The next step is digital distribution. Many sites have sound files or samples which can be downloaded for free but those such as the Cerberus Digital Jukebox (see page 28) will download a track for around 60p. The company isn't making much profit yet but it expects the market to take off in the next couple of years and has licensing agreements prepared.
Record companies may move the same way. 'A lot of record companies are already setting up their own sites and offering their music over the Web and that could be our biggest threat,' says Music Stop's Pincott. 'But they won't push it too far because it would upset too many record shops and they'd restrict shop space.'
Internet music may be restricted to marketing for now, but the industry looks set to blossom when the quality of audio over the Internet improves. Licensing issues are the cloud on the horizon but the potential for profit over the next two years is there - and that will be music to everyone's ears. l
_One of the most ambitious music sites comes from Cerberus Central, a company which is attempting to transform the future of music through its Internet-based hi-fi system.
The Cerberus Digital Jukebox aims to replace CD mail order systems with digital distribution, which allows users to purchase CD-quality audio online. When a customer logs on, snippets of songs can be obtained for free. A full song requires registration.
Users send the Jukebox their personal details and credit card number via a piece of software called Cercure ATM. The Jukebox then creates a unique player including the customer's personal details. When customers want to order a song, their details are typed in. Cercure ATM finds the nearest Jukebox server, retrieves and encodes the audio file and copies it onto the customer's hard drive.
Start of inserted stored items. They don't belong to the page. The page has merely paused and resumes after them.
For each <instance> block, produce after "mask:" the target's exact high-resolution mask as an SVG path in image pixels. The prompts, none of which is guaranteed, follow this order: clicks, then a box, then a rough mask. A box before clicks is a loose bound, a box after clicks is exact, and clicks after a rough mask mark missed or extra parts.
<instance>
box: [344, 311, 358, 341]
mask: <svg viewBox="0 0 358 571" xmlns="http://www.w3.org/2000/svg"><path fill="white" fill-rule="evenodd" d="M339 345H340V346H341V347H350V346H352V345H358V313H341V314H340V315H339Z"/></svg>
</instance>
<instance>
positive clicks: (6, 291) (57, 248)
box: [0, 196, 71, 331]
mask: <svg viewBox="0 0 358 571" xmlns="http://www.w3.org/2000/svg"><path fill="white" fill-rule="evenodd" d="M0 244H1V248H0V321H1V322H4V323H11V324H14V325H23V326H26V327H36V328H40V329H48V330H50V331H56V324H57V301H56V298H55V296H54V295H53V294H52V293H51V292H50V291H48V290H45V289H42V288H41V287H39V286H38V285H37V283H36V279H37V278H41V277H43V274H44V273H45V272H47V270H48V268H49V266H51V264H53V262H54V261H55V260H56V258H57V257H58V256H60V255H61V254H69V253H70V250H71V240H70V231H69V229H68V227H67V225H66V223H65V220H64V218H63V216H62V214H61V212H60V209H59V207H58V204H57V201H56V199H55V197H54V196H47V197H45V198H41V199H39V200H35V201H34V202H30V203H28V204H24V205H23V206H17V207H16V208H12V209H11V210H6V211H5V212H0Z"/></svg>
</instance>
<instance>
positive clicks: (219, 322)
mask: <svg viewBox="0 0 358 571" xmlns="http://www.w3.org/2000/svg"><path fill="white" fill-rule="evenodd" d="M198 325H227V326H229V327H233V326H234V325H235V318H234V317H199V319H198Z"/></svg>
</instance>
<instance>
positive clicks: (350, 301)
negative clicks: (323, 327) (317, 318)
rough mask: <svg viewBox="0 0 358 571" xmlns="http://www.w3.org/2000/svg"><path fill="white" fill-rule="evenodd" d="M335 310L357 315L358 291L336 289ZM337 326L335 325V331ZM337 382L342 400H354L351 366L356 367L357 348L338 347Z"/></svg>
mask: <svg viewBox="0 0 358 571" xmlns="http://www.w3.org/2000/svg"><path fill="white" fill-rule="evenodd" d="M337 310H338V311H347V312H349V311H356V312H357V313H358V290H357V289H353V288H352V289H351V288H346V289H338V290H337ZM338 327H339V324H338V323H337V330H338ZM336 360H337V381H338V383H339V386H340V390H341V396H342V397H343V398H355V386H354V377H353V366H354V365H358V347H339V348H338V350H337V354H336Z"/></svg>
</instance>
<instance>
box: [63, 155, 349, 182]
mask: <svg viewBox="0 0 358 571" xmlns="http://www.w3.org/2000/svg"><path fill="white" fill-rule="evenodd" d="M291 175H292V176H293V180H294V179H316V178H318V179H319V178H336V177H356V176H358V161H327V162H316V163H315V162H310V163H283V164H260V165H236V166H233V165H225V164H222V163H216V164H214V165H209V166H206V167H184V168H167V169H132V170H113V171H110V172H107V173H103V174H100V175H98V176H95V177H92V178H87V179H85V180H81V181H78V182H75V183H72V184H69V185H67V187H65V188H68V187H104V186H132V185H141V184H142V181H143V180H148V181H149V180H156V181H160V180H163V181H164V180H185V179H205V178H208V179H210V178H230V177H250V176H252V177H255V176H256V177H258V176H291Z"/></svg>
John Richardson, company secretary at Cerberus, explains: 'The company was set up in 1994 to form an Internet system for music distribution. We then spent a year and a half collecting royalty licences for the likes of the Performing Rights Society and the Mechanical Copyright Protection Society (MCPS) as well as other licensing bodies worldwide.'
The market has yet to establish itself but Richardson says the company has made a profit and, by offering tracks for around 60p, looks set to make more. 'We've been self-financing for the last two years and have made money by licensing out the jukebox,' he says. 'In two years, the music industry has turned around and record labels are now coming to us. In my opinion, digital distribution will be on a par with CD sales in two years.'
Whether Cerberus has ideas above its station remains to be seen. Many sites offer downloadable samples and songs but the very nature of downloading music to a PC restricts its mobility - who wants to lug a PC around under their arm in place of a personal stereo?